My latest response to a question posed in the Mentor’s Guild Ask an Expert forum:
I admit to having used such a suboptimization strategy, back in the day, when I was promoted to run a department that was both negatively viewed and non-core to the business.
Although the larger company culture was very “high-visibility” and “political,” I asked my staff to adopt a “let’s be so good that no one notices” mantra so we could work “under the radar” on some basic improvements and lessen the unwanted attention — which they embraced because they were tired of all the blame.
As routine processes became increasingly consistent, I added core-business elements to our focus:
- Empowering low level employees to ask internal customers for the “business justification” of their requests significantly reduce our workload — and costs — and improved staff’s morale and business-like focus.
- I made each employee responsible for providing feedback from internal and external customers about new product and service ideas….and then taught those employees how to write (and present up the chain) cogent, compelling business cases for the good ones.

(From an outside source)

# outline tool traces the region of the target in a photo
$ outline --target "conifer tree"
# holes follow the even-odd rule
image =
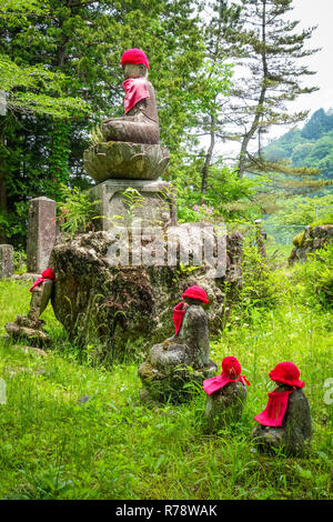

- In our annual budget process, I insisted that my managers differentiate between what we wanted and what we truly needed, simplifying my upstream negotiations, and greatly facilitating additional funding requests throughout the year.
- When a 10% company-wide budget reduction was requested, we demonstrated how we could better improve the company’s bottom line by INCREASING our spending — and got approval to do so.
- I also regularly invited senior leaders, including the president, to attend my staff meetings, giving us great insight into their priorities, concerns, and upcoming initiatives — and how best we might support them.
So, ironically, it was through suboptimization that we became more integrated into the core business than hoped for. And while, admittedly, this is more anecdotal than Best Practices, sometimes it just is what it is!
Happy to talk more with you if it would help.